I am in need of some one that lives in Houston and can do inlay work on a chess board. I want letters and numbers inlayed on walnut end grain and the negative on maple end grain. A total of 16 letters and numbers that needs to be 3/4"-1" in height. I have the pieces apart and can deliver. Please PM me and we can discuss further. Thanks.


----------



## MadMark

Have you considered a low cost (<$200) laser engraver?


















It will lase in any windows truetype font / size.

M


----------



## duc996

I am actually building the board for my brother and he really wanted the maple inlay to contrast the walnut. I didn't know the laser engraver was that affordable. Thanks


----------



## Jim Jakosh

Check with a trophy shop that uses a laser and CNC router for plaques and the like. that is where I get mine done her in GR. I'll be there is one in Houston!!

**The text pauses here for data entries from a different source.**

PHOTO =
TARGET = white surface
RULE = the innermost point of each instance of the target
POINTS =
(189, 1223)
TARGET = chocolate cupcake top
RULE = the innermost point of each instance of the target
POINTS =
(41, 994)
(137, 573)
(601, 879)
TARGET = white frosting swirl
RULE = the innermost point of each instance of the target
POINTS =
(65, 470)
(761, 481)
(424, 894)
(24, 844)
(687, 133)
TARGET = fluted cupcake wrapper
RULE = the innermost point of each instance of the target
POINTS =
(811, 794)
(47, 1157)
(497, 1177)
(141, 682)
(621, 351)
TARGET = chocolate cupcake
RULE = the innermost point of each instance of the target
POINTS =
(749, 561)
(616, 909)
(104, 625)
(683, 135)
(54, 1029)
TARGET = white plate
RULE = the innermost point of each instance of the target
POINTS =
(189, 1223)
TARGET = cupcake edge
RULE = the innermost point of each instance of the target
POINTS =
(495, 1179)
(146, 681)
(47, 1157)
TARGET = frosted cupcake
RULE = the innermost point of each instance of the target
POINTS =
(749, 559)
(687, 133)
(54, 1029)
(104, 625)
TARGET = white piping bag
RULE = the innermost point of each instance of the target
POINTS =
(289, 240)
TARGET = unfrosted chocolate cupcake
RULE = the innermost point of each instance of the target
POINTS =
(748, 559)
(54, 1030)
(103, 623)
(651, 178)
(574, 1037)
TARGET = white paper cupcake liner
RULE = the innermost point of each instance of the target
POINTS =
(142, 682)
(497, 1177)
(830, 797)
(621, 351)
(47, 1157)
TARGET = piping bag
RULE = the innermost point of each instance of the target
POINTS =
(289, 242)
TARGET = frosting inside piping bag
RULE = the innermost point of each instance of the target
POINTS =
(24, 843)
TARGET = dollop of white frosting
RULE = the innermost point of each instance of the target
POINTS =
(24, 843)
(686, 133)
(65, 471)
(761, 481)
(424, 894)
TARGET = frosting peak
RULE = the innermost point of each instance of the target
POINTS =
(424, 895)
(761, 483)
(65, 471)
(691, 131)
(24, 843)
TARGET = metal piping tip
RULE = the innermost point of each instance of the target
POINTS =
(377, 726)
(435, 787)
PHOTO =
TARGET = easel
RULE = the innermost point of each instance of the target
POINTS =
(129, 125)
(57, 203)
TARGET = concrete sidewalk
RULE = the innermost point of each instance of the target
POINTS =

I don't know how much you would be needing done, but here is a cheap 2.5W machine on E bay:
http://www.ebay.com/itm/EleksMaker-EleksLaser-A3-Pro-2500mW-Laser-Engraving-Machine-CNC-Laser-Printer-/282549075759?hash=item41c93cbf2f:gLAAAOSwnK9ZVRaT

Jim


----------



## duc996

Thank you for the tip. I have found someone that has done it for me already. Thanks again!


----------



## GR8HUNTER

another satisfied customer LMAO :<))


----------